Juscelino da Rocha – Advogado

LEI Nº 5.172, DE 25 DE OUTUBRO DE 1966.

Dispõe sobre o Sistema Tributário Nacional e institui normas gerais de direito tributário aplicáveis à União, Estados e Municípios. Disposições Gerais Art. 123. Salvo disposições de lei em contrário, as convenções particulares, relativas à responsabilidade pelo pagamento de tributos, não podem ser opostas à Fazenda Pública, para modificar a definição legal do sujeito passivo das obrigações tributárias correspondentes. Art. 130. Os créditos tributários relativos a impostos cujo fato gerador seja a propriedade, o domínio útil ou a posse de bens imóveis, e bem assim os relativos a taxas pela prestação de serviços referentes a tais bens, ou a contribuições de melhoria, subrogam-se na pessoa dos respectivos adquirentes, salvo quando conste do título a prova de sua quitação. Art. 131. São pessoalmente responsáveis: I - o adquirente ou remitente, pelos tributos relativos aos bens adquiridos ou remidos; (Redação dada pelo Decreto-lei nº 28, de 14.11.1966)

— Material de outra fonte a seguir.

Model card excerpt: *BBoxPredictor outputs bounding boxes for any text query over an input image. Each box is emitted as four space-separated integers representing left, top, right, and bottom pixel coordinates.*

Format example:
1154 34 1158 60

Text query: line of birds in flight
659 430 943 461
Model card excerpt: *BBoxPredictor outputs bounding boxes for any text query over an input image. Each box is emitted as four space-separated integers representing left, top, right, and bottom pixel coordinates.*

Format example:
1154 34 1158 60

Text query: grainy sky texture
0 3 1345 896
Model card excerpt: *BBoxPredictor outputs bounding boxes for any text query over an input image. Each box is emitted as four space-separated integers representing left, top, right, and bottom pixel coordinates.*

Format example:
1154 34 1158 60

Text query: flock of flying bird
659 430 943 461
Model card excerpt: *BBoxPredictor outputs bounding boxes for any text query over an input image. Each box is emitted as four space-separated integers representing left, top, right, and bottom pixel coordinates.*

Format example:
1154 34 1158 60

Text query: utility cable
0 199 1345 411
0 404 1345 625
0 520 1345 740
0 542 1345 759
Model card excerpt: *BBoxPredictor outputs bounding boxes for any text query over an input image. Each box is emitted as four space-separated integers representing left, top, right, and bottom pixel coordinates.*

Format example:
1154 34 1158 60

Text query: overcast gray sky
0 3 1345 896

Informativo N° 0155 Período: 18 a 22 de novembro de 2002.

IPTU. COMODATÁRIO.

A jurisprudência desta Corte em torno do art. 34 do CTN, dispositivo que estabelece o sujeito passivo do IPTU, entende ser da responsabilidade exclusiva do proprietário o pagamento do referido imposto. Somente contribui para o IPTU o possuidor que tenha animus domini. Assim, jamais poderá ser chamado de contribuinte do IPTU o locatário ou o comodatário. No caso dos autos, apesar de o possuidor ser protegido pela imunidade tributária, como reconhecido pelo acórdão de origem, nessa parte mantido em razão da aplicação da Súm. n. 7-STJ, é relevante notar que o Município de São Paulo é, ao mesmo tempo, proprietário do imóvel e titular do tributo cobrado. Haveria, nesse caso, uma espécie de confusão entre o credor e o devedor, restando indevido o tributo. Isso posto, a Turma decidiu que o comodatário não é contribuinte do IPTU do imóvel que ocupa. REsp 325.489-SP, Rel. Min. Eliana Calmon, julgado em 19/11/2002.

IPTU. CESSÃO DE USO.

A Turma entendeu que, diante do contrato de cessão de uso por tempo determinado do imóvel de propriedade da União, não há que se falar em cobrança de IPTU da concessionária. O Min. Luiz Fux ressaltou que há recente jurisprudência do STF em defesa da tese da imunidade do acervo patrimonial da União, mesmo que delegado a uso de particulares. Precedente citado do STF: RE 253.394-SP, DJ 11/4/2003. REsp 681.406-RJ, Rel. Min. José Delgado, julgado em 7/12/2004.